This is a devastating situation for you to be in, and my heart goes out to you. And with your wife apparently being a control freak (from the tone of your previous posts) it's easy to feel like she's holding all the cards and is in control of the situation. But that's not the case at all. That's just what she
wants you to believe so that it'll be easier for her to ride roughshod over you. You do
not need her to give you and your child a fighting chance. Who died & put her in charge of this situation? She doesn't get to decide its outcome - that's for the magistrate/judge to decide!
OK, hard truth: you now know that your marriage is unsalvageable. She's filing papers and once a partner has made that decision, it's almost impossible to convince them otherwise. So now what you need to do is to have a good cry/scream/whatever to get the initial shock out of your system, and then go into a self-defense mode. She's likely to be ruthless with you, so you must defend yourself and your child from her machinations.
I see you're in South Africa; sadly as you know South Africa is still in the dark ages when it comes to some LGBT issues, but we do have laws to protect us. Look up the Children's Act, Act 38 of 2005, which confers equal and joint guardianship status on both parents of children born from marriage (
here it is for your convenience). It's no longer true that the mother automatically gets custody. But what can you do to weaken her case and strengthen yours? Can you put together a record of the emotional abuse she's committed against you? Has she done anything in front of your child, like scream at you or hit you? Document everything, and give it to your solicitor as evidence.

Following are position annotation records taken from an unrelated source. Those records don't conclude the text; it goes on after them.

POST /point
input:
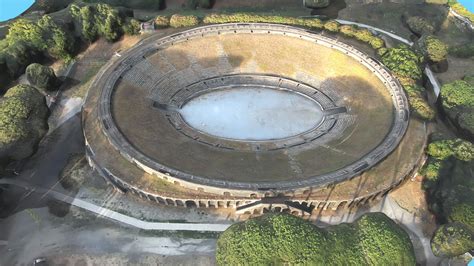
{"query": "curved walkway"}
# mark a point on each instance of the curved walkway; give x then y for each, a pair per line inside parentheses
(113, 215)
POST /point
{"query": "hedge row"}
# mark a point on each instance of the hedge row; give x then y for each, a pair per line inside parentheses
(282, 239)
(363, 35)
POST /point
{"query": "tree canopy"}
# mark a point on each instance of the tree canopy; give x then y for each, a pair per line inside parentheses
(23, 115)
(42, 77)
(434, 49)
(98, 20)
(282, 238)
(458, 103)
(403, 62)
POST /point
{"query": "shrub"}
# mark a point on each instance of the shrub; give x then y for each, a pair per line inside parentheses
(452, 240)
(403, 62)
(443, 149)
(456, 94)
(284, 239)
(377, 43)
(348, 30)
(132, 27)
(463, 213)
(458, 103)
(42, 77)
(178, 21)
(332, 26)
(461, 10)
(22, 121)
(99, 20)
(162, 22)
(418, 104)
(462, 51)
(45, 36)
(249, 18)
(434, 49)
(432, 170)
(17, 57)
(316, 3)
(205, 3)
(420, 25)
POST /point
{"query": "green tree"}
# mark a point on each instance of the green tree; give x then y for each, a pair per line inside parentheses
(25, 31)
(275, 239)
(452, 240)
(404, 62)
(420, 25)
(458, 103)
(132, 27)
(434, 49)
(23, 114)
(42, 77)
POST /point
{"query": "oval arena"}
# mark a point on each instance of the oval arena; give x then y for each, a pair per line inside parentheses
(253, 117)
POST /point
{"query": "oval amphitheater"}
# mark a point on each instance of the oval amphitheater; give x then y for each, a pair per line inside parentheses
(253, 117)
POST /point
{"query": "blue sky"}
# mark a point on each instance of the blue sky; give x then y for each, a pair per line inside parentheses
(12, 8)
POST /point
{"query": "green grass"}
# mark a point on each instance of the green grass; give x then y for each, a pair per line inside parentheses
(275, 239)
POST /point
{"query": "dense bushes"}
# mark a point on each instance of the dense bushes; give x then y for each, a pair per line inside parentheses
(162, 22)
(418, 104)
(332, 26)
(138, 4)
(442, 150)
(420, 25)
(193, 4)
(462, 51)
(434, 49)
(405, 64)
(458, 104)
(26, 41)
(316, 3)
(249, 18)
(42, 77)
(178, 21)
(44, 35)
(131, 27)
(23, 115)
(102, 21)
(461, 10)
(15, 58)
(452, 240)
(450, 187)
(284, 239)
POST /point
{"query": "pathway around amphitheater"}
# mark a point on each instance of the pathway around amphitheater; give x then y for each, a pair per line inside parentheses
(411, 223)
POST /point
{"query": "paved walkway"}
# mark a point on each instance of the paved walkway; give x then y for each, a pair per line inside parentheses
(104, 212)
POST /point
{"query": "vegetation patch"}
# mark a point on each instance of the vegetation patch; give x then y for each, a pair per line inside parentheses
(433, 48)
(452, 240)
(461, 10)
(41, 77)
(458, 104)
(275, 239)
(406, 65)
(420, 25)
(23, 115)
(179, 21)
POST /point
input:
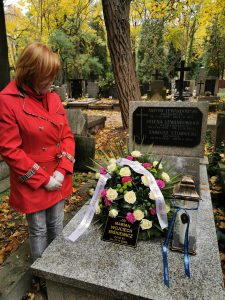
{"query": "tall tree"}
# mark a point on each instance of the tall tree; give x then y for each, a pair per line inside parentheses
(4, 61)
(116, 16)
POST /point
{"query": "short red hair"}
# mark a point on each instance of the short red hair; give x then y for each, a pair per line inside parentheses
(36, 64)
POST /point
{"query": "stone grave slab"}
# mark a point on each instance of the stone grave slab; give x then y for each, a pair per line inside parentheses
(170, 127)
(93, 269)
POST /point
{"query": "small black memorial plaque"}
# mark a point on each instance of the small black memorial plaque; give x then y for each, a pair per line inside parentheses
(119, 230)
(167, 126)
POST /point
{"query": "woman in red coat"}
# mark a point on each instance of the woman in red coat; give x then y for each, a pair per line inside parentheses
(37, 144)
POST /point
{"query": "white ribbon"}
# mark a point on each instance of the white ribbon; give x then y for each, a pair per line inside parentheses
(89, 214)
(153, 186)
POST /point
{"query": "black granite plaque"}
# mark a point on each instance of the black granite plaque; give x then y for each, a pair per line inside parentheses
(119, 230)
(168, 126)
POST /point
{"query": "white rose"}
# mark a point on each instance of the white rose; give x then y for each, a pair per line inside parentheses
(155, 163)
(111, 168)
(98, 210)
(136, 153)
(125, 171)
(165, 177)
(146, 224)
(111, 194)
(113, 213)
(130, 197)
(144, 180)
(167, 208)
(151, 196)
(91, 192)
(112, 161)
(138, 214)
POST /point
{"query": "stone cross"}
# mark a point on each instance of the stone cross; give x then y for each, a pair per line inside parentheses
(182, 69)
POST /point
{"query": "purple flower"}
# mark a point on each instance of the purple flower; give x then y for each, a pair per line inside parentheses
(129, 157)
(161, 183)
(103, 170)
(130, 218)
(126, 179)
(107, 202)
(153, 211)
(103, 193)
(147, 165)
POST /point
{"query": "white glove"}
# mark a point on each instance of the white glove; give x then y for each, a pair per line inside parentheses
(52, 185)
(58, 176)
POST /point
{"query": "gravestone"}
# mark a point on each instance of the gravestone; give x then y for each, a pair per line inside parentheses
(211, 86)
(93, 269)
(220, 129)
(76, 86)
(177, 129)
(157, 90)
(182, 69)
(85, 145)
(61, 91)
(92, 89)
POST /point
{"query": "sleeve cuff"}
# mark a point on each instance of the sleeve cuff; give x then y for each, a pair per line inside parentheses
(46, 181)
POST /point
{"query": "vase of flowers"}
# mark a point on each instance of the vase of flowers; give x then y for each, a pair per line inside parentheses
(129, 194)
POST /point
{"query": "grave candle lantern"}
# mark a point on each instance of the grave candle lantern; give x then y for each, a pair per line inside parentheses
(186, 201)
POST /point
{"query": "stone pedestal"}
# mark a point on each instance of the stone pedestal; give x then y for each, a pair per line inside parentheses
(93, 269)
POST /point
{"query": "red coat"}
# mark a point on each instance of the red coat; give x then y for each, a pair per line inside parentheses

Look for LGBT societies or support groups in your city or province, and contact them to see if they can recommend any good LGBT-friendly lawyers who've fought hard for trans (or gay) clients to help them maintain custody of their kids (or to get reasonable contact, if that's your preference). There are quite a few Attorneys, Barristers & Solicitors who are LGBT-friendly, so ring them up and ask for a consultation to talk through your case. You'll benefit from their specialist knowledge, especially if your wife tries to use your trans identity as a weapon. An inexperienced solicitor may not know how to defend against that.
I'm not going to try to sugar-coat it: divorce is horrible and I don't recommend going through both a divorce and a transition at the same time. Each is almost as stressful as a death in the family, so both together would be very detrimental to your health. She's started the clock ticking by filing papers to pull the plug on your marriage, so I'd very strongly recommend you concentrate on the divorce first.
Be aware that the grounds for divorce in South Africa are very strict and specific. I hope she's filing for a 'no fault' divorce, which would be fine. But it sounds like she's using your suicide attempt & rehab as grounds for bringing a 'mental illness' claim against you, so you'll need to defend against that... and the best way of doing so is to get a formal diagnosis of Gender Dysphoria (if you haven't already done so) along with a clean bill of mental health. If you get all your ducks in a row and can show the court evidence that you're not mentally ill and not a threat to your child, she'll be unable to use these things against you.
Sterkte, Amoré. It's going to be a rough ride for a little while, but it will definitely get better.